O ex-governador e ex-procurador da República Pedro Taques protocolou um aditamento de representação criminal na Procuradoria-Geral da República (PGR) sugerindo que o ex-governador Mauro Mendes (União) sofra um pedido de prisão da PGR por suposta obstrução de Justiça e destruição de provas.
A banca de advogados liderada por Taques sustenta que o filho de Mauro Mendes, Luiz Antônio Taveira Mendes, tem promovido uma sistemática e coordenada alteração estrutural em suas empresas para ocultar o destino dos recursos públicos. O texto cita que Luiz, como representante de Mauro Mendes, saiu do quadro societário das empresas envolvidas a medida que o escândalo da Oi veio a público.
Segundo a denúncia enviada à PGR, foram mapeadas 21 alterações societárias envolvendo constituições, entradas, saídas e baixas de CNPJs — realizadas por Luiz Antônio Taveira Mendes, familiares e fundos coligados entre os anos de 2023 e 2026.
Para os representantes jurídicos, o padrão dessas movimentações não representa mera rotina de gestão de negócios, mas sim uma estratégia de embaçamento do rastreamento patrimonial (follow the money) e de “descolamento formal” das investigações em curso.
O documento aponta que as alterações societárias ocorreram em “janelas plausivelmente reativas”, ou seja, logo após o avanço de investigações jornalísticas ou ações judiciais.
A saída da Minerbras: Em 29 de abril de 2025, Luiz Antônio retirou-se da administração da Minerbras Mineração Ltda. A saída ocorreu no exato momento em que o portal de notícias PNB Online conduzia uma investigação jornalística sobre o caso.

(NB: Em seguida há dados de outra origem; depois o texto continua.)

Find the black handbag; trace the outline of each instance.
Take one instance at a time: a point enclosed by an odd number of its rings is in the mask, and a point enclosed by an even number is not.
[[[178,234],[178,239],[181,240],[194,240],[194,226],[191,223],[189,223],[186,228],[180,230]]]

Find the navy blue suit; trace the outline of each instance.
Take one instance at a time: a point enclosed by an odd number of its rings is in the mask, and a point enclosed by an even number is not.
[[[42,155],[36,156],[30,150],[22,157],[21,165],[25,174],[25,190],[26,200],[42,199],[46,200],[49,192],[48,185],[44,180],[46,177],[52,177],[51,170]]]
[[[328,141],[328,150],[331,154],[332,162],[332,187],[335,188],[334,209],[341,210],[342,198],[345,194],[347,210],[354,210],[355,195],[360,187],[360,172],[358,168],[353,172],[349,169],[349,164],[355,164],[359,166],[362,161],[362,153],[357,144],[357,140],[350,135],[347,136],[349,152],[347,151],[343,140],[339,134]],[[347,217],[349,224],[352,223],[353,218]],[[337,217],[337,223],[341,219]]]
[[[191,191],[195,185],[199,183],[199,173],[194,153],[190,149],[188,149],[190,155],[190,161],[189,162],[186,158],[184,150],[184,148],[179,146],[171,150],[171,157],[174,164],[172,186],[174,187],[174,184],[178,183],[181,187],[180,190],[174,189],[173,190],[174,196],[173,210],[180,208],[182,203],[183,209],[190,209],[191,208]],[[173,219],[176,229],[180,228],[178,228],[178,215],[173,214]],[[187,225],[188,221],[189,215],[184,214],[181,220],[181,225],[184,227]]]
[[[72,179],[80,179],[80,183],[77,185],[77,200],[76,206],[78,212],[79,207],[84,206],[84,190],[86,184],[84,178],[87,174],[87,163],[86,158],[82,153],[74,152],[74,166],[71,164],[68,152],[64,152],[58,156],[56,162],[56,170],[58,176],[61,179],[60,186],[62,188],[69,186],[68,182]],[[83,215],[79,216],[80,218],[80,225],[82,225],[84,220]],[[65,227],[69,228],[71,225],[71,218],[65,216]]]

O cerco das investigações: Em 13 de janeiro de 2026, em meio ao início formal das apurações na PGR e da repercussão na mídia, Luiz Antônio retirou-se pessoalmente da empresa Sollo Hub Ltda.
Reação ao aditamento: Em 13 de abril de 2026, apenas oito dias após o protocolo de um aditamento anterior à PGR, Luiz Antônio retirou-se simultaneamente de três empreendimentos do ramo de entretenimento (os restaurantes Garden, Let’s Meats e Azuri).
A cascata de fundos e o salto da Brasbio
A representação de Pedro Taques conecta o controverso acordo judicial de R$ 308 milhões homologado em benefício da Oi S.A. e pago diretamente à banca Ricardo Almeida Advogados sem passar pelo regime constitucional de precatórios a uma complexa “cascata de fundos”.
As investigações apontam que dois fundos de investimento participativos, 5M Capital e Green Lake, funcionaram como canais de escoamento. Ambos ingressaram e saíram das empresas de energia H2M e VS Energia (pertencentes ao núcleo familiar dos Mendes) em datas que coincidem estritamente com o cronograma de liberação das parcelas do acordo da Oi pelo Estado.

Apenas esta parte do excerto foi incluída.